Etiologia da PAC pediátrica varia com idade e condições de risco; Pseudomonas em fibrose cística, Chlamydia em lactentes < 3m.
A etiologia da pneumonia adquirida na comunidade (PAC) em crianças é diversa e depende fortemente da idade do paciente e da presença de condições de risco subjacentes. Conhecer essas correlações é crucial para direcionar a antibioticoterapia empírica e otimizar o tratamento.

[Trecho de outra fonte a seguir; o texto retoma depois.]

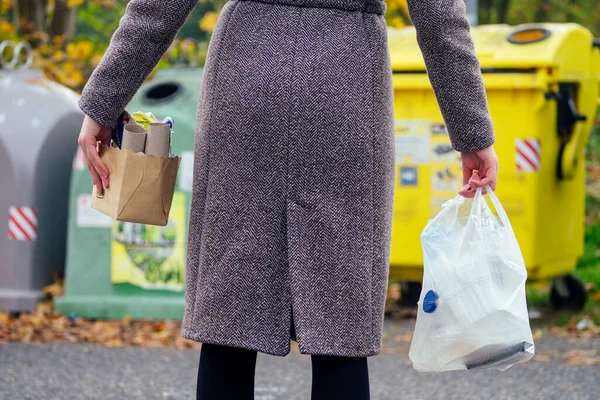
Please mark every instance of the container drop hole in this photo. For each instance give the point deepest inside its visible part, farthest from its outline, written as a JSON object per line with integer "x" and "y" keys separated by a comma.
{"x": 162, "y": 92}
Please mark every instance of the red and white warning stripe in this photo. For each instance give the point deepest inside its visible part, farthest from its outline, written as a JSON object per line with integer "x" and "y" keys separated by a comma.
{"x": 527, "y": 154}
{"x": 22, "y": 223}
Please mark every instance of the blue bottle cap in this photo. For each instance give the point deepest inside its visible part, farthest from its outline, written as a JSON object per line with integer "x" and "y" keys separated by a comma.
{"x": 430, "y": 301}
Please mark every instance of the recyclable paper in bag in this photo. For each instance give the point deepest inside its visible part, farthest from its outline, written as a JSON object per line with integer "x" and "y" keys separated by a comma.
{"x": 141, "y": 186}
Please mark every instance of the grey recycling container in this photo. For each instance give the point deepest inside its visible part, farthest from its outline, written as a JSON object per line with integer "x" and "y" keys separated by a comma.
{"x": 39, "y": 126}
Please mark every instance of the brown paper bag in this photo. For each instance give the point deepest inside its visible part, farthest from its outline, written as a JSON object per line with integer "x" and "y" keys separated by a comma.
{"x": 141, "y": 186}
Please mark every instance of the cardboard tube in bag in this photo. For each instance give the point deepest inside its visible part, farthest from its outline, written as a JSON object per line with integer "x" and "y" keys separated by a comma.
{"x": 134, "y": 138}
{"x": 158, "y": 142}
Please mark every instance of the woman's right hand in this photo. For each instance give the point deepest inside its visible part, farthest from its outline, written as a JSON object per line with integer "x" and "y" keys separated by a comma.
{"x": 91, "y": 133}
{"x": 480, "y": 169}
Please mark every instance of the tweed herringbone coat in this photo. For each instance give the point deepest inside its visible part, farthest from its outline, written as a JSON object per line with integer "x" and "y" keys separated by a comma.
{"x": 290, "y": 226}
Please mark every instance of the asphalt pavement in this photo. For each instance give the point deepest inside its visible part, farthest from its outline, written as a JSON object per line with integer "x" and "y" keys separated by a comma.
{"x": 85, "y": 371}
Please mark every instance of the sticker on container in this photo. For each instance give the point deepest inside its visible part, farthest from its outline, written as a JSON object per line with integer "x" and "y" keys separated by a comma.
{"x": 22, "y": 223}
{"x": 412, "y": 141}
{"x": 443, "y": 152}
{"x": 186, "y": 171}
{"x": 527, "y": 154}
{"x": 88, "y": 217}
{"x": 445, "y": 180}
{"x": 438, "y": 129}
{"x": 78, "y": 163}
{"x": 408, "y": 176}
{"x": 148, "y": 256}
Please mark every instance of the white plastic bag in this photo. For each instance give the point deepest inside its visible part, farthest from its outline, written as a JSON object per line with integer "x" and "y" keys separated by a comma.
{"x": 472, "y": 310}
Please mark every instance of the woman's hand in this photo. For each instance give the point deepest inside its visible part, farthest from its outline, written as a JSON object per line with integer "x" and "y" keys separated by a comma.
{"x": 480, "y": 168}
{"x": 92, "y": 133}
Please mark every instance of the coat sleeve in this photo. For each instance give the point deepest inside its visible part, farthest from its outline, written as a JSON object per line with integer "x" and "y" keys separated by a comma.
{"x": 444, "y": 38}
{"x": 145, "y": 32}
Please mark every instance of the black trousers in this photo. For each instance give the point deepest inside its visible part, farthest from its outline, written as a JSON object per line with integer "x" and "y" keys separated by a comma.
{"x": 227, "y": 373}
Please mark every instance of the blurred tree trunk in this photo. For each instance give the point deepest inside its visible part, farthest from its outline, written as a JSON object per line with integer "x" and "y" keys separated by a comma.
{"x": 63, "y": 20}
{"x": 31, "y": 16}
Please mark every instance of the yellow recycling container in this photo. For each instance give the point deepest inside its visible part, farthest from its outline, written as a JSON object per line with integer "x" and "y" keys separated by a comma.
{"x": 542, "y": 82}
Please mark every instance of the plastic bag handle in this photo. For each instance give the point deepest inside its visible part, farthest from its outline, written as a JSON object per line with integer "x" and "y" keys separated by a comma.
{"x": 496, "y": 202}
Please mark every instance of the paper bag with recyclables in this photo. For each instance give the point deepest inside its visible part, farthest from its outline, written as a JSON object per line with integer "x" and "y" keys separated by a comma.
{"x": 141, "y": 186}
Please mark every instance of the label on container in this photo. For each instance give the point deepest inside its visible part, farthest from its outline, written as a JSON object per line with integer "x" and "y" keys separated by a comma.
{"x": 88, "y": 217}
{"x": 412, "y": 141}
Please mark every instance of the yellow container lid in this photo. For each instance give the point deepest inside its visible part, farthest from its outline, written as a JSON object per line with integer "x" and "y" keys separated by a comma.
{"x": 564, "y": 46}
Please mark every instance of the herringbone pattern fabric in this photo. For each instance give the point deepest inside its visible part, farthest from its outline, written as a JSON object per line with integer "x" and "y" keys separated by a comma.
{"x": 291, "y": 213}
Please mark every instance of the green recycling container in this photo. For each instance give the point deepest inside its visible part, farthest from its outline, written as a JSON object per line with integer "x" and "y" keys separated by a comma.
{"x": 116, "y": 269}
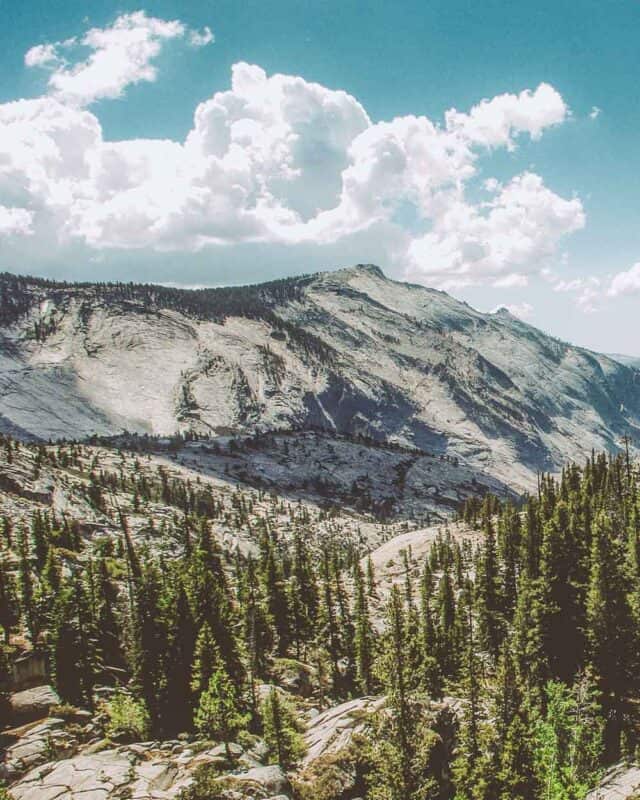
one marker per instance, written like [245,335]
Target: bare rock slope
[348,351]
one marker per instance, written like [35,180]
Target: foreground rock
[621,782]
[148,771]
[34,744]
[333,730]
[32,704]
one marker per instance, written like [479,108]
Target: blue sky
[560,248]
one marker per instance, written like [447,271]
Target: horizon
[185,288]
[180,143]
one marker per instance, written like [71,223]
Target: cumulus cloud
[512,236]
[15,221]
[277,160]
[587,291]
[625,282]
[201,38]
[495,122]
[121,55]
[521,310]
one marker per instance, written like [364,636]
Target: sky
[488,149]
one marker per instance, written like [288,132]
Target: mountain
[629,361]
[349,351]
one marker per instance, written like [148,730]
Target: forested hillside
[505,658]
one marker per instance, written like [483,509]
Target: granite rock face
[349,351]
[32,704]
[145,771]
[621,782]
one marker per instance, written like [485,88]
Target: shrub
[127,718]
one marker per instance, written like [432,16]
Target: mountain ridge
[348,350]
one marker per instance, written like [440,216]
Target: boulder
[270,780]
[32,704]
[621,782]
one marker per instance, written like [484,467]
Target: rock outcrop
[348,351]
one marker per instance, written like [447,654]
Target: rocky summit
[348,351]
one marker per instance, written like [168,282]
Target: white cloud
[586,291]
[521,310]
[494,123]
[514,235]
[41,55]
[201,38]
[281,161]
[121,55]
[15,221]
[625,282]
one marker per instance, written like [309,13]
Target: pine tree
[363,644]
[218,715]
[281,730]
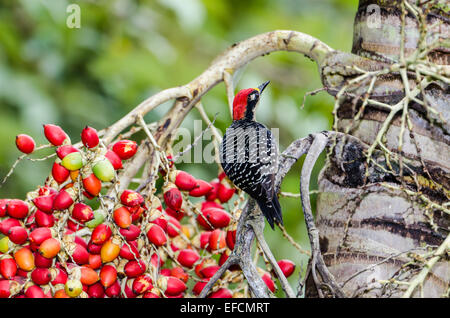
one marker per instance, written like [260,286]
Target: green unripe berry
[104,170]
[73,161]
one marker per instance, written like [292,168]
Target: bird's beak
[263,86]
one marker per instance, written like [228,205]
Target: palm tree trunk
[381,221]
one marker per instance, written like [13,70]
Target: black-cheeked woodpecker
[249,154]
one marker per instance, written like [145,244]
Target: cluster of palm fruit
[70,238]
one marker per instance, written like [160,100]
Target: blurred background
[127,50]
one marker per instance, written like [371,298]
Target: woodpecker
[249,154]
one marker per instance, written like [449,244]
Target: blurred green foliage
[126,50]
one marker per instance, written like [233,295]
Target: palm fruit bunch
[76,236]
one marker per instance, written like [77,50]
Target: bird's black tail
[271,210]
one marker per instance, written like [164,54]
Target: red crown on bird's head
[240,103]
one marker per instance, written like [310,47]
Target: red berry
[41,276]
[44,203]
[64,199]
[92,185]
[25,143]
[17,209]
[172,197]
[101,234]
[122,217]
[63,151]
[82,212]
[55,134]
[8,268]
[89,137]
[59,173]
[125,149]
[134,268]
[142,284]
[286,266]
[156,234]
[114,159]
[188,257]
[18,235]
[183,180]
[171,286]
[201,188]
[221,293]
[131,198]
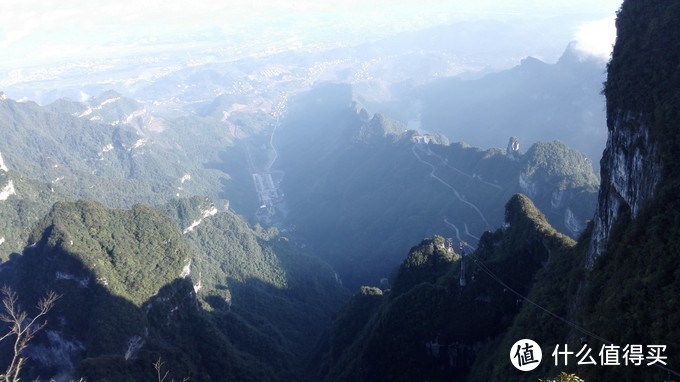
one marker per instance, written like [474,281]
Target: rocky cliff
[640,92]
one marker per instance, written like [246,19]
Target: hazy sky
[38,33]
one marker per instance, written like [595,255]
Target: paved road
[455,192]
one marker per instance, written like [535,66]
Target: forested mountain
[361,189]
[217,302]
[188,281]
[534,101]
[129,210]
[617,286]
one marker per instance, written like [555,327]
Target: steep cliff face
[641,90]
[630,173]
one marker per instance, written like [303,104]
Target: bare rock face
[630,172]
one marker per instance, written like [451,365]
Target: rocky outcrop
[630,172]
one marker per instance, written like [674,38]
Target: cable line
[577,327]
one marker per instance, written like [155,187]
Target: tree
[21,327]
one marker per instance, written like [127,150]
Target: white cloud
[597,37]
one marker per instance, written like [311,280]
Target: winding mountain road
[455,192]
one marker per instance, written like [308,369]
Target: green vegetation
[428,327]
[219,302]
[360,192]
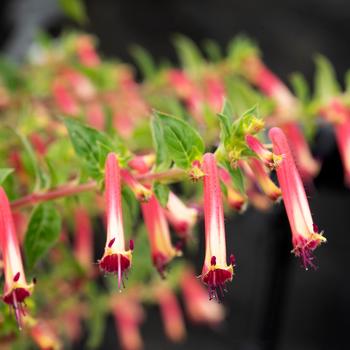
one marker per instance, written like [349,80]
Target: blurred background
[272,302]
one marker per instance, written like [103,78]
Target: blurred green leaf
[4,173]
[183,142]
[93,146]
[144,61]
[300,87]
[43,231]
[75,9]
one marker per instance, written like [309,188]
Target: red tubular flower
[83,243]
[270,159]
[115,259]
[198,307]
[128,315]
[305,235]
[256,171]
[142,193]
[158,234]
[215,273]
[173,322]
[16,289]
[306,164]
[235,199]
[181,217]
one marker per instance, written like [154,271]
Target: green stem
[72,189]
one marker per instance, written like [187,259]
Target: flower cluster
[148,160]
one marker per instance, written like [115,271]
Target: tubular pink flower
[83,242]
[142,193]
[181,217]
[142,164]
[16,289]
[254,168]
[270,159]
[305,235]
[306,164]
[115,259]
[173,321]
[158,234]
[198,307]
[215,273]
[235,199]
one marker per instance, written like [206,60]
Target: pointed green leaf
[300,87]
[43,231]
[326,85]
[183,142]
[162,193]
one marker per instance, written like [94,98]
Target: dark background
[272,303]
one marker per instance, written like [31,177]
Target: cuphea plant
[84,144]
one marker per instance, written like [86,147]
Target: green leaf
[300,87]
[213,50]
[43,231]
[162,193]
[41,179]
[4,173]
[326,85]
[225,123]
[236,176]
[347,81]
[183,142]
[162,155]
[75,9]
[144,61]
[92,145]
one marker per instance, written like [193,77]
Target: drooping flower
[180,216]
[16,289]
[162,249]
[235,199]
[255,170]
[215,273]
[141,192]
[173,321]
[308,167]
[116,259]
[270,159]
[198,307]
[305,234]
[83,240]
[128,315]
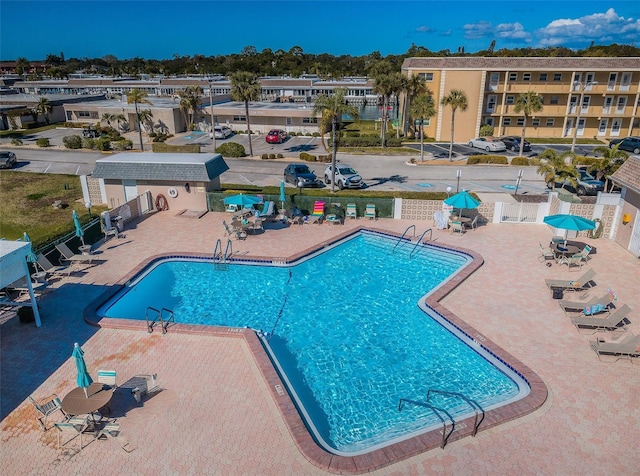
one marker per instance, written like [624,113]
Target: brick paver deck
[217,414]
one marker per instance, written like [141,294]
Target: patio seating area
[576,431]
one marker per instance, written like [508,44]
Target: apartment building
[588,96]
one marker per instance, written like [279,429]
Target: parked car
[7,159]
[346,176]
[301,174]
[222,132]
[276,136]
[587,185]
[630,144]
[489,144]
[513,143]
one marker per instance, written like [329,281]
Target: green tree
[246,88]
[528,104]
[456,99]
[138,96]
[422,108]
[334,106]
[612,159]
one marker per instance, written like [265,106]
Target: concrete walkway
[217,416]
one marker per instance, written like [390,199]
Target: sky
[161,29]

A pneumonia adquirida na comunidade (PAC) permanece uma das principais causas de morbidade e mortalidade em crianças globalmente, apesar dos avanços em vacinação e diagnóstico. O Streptococcus pneumoniae é o agente bacteriano mais comum, mas a etiologia é complexa e multifatorial, variando significativamente com a idade do paciente, estado imunológico e presença de comorbidades. O reconhecimento dessas particularidades é crucial para um manejo terapêutico eficaz e direcionado. A fisiopatologia da PAC envolve a inalação ou aspiração de microrganismos que colonizam o trato respiratório superior, superando as defesas do hospedeiro. O diagnóstico etiológico preciso é desafiador, muitas vezes sendo empírico. No entanto, condições de risco como fibrose cística (predisposição a Pseudomonas aeruginosa), lactentes jovens (< 3 meses, com risco de Chlamydia trachomatis ou VSR), imunodeficiências (como HIV, com risco de Pneumocystis jirovecii ou CMV), aspiração de corpo estranho (anaeróbios, S. aureus) e infecções virais prévias (pós-influenza, com risco de superinfecção por S. aureus ou S. pyogenes) devem levantar a suspeita de agentes específicos. O tratamento da PAC pediátrica é primariamente com antibioticoterapia empírica, ajustada conforme a suspeita etiológica e a resposta clínica. A escolha do antibiótico deve considerar o espectro de cobertura para os agentes mais prováveis na faixa etária e nas condições de risco do paciente. A vacinação (pneumocócica, influenza) é uma medida preventiva fundamental. O prognóstico geralmente é bom com tratamento adequado, mas pneumonias complicadas podem levar a derrames pleurais, empiemas ou abscessos pulmonares, exigindo intervenções mais agressivas.
Os principais agentes variam com a idade, incluindo vírus (VSR, influenza) em lactentes e pré-escolares, e bactérias como Streptococcus pneumoniae (pneumococo) em todas as idades, além de Mycoplasma pneumoniae e Chlamydia pneumoniae em escolares e adolescentes.
Em lactentes menores de 3 meses, além de vírus, deve-se considerar Chlamydia trachomatis (especialmente se houver conjuntivite), Streptococcus agalactiae e bactérias entéricas, dependendo do contexto.
Pacientes com fibrose cística têm maior risco de infecções respiratórias crônicas e agudas por Pseudomonas aeruginosa, Staphylococcus aureus e Burkholderia cepacia, exigindo abordagens terapêuticas específicas.